Le match d'ouverture de l'#EURO2017 a été joué! Nos Bleues rentreront en lice mardi (20h45)!👊
🗓18/07🆚Islande
🗓22/07🆚Autriche
🗓26/07🆚Suisse pic.twitter.com/hASauuBXTI

— Equipe de France (@equipedefrance) 16 juillet 2017

  • Le Mondial-2019 organisé en France dans le viseur :

Dans deux ans, la Coupe du monde féminine sera organisée pour la première fois dans l’Hexagone. Un succès lors de l’Euro-2017 aux Pays-Bas permettrait d’aborder idéalement cette compétition. Les footballeuses tricolores bénéficient en tout cas d’une popularité de plus en plus grandissante. La récente finale de la Ligue des champions a été retransmise en "prime-time" sur France 2 et a rassemblé 2,7 millions de téléspectateurs. Pour cet Euro, les fans des Bleues pourront aussi suivre les matchs sur France Télévisions. Le nombre de licenciées a aussi explosé, passant de 35 000 en 2000 à 100 000 en 2016.

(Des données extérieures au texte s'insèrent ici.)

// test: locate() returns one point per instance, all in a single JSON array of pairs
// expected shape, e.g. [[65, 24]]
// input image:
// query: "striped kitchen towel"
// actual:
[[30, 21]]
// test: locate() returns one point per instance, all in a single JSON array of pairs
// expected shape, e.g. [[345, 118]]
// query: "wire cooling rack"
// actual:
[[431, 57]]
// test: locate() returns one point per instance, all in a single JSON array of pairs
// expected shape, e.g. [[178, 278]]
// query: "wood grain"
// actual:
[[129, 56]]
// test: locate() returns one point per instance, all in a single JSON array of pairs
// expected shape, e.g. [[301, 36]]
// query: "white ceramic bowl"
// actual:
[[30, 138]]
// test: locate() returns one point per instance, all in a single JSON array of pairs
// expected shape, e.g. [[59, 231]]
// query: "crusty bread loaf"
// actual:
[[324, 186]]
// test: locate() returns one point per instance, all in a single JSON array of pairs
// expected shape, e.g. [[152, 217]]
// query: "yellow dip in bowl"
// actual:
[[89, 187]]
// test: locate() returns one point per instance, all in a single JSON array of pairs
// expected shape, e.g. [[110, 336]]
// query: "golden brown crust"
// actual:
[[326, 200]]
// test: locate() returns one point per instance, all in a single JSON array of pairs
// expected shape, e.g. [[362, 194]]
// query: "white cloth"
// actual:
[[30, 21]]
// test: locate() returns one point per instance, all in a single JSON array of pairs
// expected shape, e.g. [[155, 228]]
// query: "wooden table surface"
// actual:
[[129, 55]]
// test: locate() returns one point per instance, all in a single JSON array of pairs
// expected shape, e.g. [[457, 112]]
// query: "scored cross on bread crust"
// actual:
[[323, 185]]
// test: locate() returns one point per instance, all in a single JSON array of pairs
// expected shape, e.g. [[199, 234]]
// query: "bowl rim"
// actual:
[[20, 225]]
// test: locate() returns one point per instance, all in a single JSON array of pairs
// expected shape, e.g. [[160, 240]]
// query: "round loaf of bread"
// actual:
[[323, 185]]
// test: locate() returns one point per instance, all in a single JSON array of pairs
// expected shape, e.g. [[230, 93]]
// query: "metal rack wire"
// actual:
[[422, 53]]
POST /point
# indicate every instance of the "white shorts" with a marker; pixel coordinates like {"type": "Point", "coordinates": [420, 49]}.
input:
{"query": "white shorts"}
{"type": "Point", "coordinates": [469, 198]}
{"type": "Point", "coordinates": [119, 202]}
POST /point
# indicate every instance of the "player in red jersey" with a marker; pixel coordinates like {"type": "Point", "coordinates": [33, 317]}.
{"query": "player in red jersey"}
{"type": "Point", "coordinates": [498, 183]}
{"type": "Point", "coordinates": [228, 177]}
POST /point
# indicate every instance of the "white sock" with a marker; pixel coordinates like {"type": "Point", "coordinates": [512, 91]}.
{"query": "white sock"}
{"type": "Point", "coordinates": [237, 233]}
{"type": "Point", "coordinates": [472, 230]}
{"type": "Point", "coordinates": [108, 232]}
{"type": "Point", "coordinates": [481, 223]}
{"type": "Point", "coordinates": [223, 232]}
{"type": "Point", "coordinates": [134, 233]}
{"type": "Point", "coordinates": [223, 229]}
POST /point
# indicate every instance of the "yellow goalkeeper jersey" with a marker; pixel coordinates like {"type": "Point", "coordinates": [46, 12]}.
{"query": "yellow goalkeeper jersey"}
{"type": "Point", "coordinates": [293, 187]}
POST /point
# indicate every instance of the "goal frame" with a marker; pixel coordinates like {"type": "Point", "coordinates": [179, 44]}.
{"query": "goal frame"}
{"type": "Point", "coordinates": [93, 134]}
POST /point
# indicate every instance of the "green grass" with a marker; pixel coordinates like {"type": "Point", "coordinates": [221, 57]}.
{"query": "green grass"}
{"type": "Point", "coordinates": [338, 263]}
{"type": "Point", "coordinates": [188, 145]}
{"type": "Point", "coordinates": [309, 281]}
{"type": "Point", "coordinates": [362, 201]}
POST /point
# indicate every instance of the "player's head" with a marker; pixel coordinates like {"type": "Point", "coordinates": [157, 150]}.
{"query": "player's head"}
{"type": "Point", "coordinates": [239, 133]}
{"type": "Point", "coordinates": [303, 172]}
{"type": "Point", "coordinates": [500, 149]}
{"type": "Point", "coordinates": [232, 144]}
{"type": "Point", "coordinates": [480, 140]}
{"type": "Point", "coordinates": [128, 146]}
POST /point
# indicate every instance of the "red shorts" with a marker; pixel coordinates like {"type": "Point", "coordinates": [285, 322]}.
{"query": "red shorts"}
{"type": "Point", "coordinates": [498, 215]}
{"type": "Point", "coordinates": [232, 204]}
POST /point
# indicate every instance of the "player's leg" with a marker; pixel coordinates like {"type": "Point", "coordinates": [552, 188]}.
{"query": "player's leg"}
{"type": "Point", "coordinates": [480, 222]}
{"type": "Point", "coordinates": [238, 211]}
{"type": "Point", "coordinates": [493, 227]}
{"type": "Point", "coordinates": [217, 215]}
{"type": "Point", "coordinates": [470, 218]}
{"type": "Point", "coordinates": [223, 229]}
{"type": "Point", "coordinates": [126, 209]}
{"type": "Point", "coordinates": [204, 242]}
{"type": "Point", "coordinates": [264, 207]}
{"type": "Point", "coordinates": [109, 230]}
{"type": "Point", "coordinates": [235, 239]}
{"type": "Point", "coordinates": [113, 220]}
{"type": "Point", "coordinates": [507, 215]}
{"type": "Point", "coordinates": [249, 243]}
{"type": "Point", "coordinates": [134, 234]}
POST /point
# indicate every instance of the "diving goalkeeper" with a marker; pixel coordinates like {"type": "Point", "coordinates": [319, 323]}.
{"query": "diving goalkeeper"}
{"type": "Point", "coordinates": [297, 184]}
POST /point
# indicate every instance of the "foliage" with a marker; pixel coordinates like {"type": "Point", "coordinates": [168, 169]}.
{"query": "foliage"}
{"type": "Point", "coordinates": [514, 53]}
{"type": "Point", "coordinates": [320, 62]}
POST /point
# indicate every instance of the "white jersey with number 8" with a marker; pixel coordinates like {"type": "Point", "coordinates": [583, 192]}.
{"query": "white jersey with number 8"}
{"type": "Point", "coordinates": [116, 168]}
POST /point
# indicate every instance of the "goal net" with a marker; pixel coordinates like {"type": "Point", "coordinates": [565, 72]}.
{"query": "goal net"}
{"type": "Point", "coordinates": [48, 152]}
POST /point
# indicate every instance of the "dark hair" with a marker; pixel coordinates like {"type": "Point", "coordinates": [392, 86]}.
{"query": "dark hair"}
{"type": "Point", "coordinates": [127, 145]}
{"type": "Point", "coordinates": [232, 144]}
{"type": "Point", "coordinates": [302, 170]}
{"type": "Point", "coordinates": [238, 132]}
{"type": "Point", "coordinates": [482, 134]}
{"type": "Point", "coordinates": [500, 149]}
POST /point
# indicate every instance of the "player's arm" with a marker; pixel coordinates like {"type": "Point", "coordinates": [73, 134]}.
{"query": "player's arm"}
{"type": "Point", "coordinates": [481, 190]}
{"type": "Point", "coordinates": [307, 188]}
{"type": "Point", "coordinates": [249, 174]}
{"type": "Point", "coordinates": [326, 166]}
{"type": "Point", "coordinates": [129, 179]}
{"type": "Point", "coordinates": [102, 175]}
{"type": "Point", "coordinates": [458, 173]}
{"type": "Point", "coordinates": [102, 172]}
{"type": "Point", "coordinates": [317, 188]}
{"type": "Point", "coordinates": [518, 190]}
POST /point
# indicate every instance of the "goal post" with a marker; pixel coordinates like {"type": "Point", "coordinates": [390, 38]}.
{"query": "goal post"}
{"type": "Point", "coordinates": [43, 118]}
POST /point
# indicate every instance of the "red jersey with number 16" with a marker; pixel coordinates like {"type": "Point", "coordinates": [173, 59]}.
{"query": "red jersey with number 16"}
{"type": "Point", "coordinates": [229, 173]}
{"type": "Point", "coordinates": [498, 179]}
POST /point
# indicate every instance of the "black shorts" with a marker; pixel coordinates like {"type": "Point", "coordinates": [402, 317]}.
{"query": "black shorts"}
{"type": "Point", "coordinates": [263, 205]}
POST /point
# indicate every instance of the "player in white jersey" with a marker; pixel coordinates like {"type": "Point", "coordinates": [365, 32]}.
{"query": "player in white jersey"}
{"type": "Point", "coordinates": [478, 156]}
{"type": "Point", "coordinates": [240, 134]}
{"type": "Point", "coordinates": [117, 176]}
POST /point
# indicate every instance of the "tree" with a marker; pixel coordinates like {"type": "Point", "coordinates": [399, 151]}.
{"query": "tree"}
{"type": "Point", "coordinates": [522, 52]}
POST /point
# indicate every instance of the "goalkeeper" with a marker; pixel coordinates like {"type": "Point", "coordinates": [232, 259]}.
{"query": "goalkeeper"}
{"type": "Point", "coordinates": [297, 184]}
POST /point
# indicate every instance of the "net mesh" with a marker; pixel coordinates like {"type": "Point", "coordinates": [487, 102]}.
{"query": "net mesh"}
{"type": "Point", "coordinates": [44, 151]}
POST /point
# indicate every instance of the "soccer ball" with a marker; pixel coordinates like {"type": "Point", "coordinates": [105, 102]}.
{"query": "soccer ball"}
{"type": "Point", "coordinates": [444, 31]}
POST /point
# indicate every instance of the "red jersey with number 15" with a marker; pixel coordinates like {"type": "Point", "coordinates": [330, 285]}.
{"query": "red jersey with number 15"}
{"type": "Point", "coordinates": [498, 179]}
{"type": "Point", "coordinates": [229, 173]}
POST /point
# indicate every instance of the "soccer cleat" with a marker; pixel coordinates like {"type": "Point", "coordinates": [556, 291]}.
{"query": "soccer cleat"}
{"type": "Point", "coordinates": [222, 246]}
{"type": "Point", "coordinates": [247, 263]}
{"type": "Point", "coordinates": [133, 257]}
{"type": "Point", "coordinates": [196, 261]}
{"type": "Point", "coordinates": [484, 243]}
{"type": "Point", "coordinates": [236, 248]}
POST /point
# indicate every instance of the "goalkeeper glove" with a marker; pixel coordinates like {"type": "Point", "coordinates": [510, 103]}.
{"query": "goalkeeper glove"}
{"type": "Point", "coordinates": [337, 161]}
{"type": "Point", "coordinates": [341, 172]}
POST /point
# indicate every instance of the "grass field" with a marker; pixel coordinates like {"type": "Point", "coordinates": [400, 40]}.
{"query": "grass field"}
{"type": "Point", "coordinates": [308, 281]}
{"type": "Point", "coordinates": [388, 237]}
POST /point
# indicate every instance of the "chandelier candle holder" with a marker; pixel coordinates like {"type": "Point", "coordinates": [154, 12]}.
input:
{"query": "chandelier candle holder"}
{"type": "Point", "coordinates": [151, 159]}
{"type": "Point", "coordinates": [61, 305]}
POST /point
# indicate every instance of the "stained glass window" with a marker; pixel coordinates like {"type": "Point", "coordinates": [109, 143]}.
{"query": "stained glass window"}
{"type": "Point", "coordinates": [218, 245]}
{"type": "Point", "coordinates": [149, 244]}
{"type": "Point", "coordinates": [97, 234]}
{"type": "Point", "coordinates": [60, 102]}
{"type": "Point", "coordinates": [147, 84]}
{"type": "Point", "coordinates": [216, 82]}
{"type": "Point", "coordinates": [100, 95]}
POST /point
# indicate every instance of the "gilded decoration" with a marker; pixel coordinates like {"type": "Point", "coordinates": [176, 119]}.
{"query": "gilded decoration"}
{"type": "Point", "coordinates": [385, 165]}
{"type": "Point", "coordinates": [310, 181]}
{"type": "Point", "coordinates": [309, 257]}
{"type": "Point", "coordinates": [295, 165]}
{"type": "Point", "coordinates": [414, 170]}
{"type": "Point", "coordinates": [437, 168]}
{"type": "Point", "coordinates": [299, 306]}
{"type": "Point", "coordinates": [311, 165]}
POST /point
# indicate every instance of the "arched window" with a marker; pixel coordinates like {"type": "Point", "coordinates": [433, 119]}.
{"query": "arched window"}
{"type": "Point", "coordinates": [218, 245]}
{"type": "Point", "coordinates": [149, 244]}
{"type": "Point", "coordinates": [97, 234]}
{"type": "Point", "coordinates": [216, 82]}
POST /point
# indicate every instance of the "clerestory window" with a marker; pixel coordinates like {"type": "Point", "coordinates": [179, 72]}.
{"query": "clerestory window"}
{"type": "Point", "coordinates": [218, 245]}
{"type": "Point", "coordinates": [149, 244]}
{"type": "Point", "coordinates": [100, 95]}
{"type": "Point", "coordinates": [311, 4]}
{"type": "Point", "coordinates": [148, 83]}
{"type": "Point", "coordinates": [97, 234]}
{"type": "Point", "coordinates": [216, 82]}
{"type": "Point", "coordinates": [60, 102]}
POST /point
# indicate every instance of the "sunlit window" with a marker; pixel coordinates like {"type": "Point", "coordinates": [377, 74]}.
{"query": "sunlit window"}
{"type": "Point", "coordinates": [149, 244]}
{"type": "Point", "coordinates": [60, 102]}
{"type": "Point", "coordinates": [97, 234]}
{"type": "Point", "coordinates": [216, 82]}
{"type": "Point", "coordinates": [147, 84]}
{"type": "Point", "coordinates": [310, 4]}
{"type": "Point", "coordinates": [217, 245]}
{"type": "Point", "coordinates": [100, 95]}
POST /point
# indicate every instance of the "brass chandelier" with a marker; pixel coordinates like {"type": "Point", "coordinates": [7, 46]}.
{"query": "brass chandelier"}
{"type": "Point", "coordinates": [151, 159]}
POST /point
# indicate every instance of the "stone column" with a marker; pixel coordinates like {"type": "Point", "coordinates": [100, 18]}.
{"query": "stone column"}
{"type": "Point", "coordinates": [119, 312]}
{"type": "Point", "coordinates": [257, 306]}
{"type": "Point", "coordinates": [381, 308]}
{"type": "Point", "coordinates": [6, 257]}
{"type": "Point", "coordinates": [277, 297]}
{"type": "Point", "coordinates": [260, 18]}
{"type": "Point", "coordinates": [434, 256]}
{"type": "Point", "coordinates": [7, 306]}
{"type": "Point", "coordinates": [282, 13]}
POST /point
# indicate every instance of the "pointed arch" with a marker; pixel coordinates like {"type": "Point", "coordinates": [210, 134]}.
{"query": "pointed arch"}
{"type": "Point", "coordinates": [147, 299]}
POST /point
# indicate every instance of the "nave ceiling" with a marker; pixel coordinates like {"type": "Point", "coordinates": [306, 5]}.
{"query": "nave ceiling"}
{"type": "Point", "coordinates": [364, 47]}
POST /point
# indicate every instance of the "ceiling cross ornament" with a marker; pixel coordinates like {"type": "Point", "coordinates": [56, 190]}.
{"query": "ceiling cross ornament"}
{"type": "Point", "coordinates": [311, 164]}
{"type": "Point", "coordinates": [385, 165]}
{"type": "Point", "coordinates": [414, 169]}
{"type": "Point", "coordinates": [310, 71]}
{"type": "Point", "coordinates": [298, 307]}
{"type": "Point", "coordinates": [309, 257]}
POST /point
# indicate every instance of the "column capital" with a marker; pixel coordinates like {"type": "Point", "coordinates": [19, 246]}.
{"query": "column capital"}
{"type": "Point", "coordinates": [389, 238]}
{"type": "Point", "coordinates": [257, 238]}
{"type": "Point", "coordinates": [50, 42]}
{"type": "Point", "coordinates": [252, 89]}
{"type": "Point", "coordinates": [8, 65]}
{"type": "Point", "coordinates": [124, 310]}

  • Pour briser une bonne fois pour toutes la malédiction :

Une génération de joueuses mérite enfin de décrocher un premier trophée. Eugénie Le Sommer, Camille Abily, Wendie Renard, Laura Georges, Élodie Thomis ou encore Gaëtane Thiney comptent des dizaines de sélections au compteur, mais elles ont bien trop souvent goûté à la médaille en chocolat. Désormais épaulées par des jeunes pousses comme Grace Geyoro (20 ans) ou Eve Perisset (22 ans), elles ne veulent plus échouer si près du but. "Cela fait des années qu’on passe [à côté d’un titre] à très peu de choses, mais je pense qu’avec la génération qui arrive, cela peut être un vrai plus", estime ainsi Wendie Renard.

C'est parti ! #WEURO2017 🇧🇪🇩🇰🇳🇱🇳🇴🇩🇪🇮🇹🇷🇺🇸🇪🇦🇹🇫🇷🇮🇸🇨🇭󠁧󠁢󠁥󠁮󠁧󠁿🇵🇹󠁧󠁢󠁳󠁣󠁴󠁿🇪🇸🇬🇧 pic.twitter.com/nMVIyPlz4v

— Eugénie Le Sommer (@ELS_9_FRANCE) 16 juillet 2017

France-Islande, mardi 18 juillet, à 20 h 45.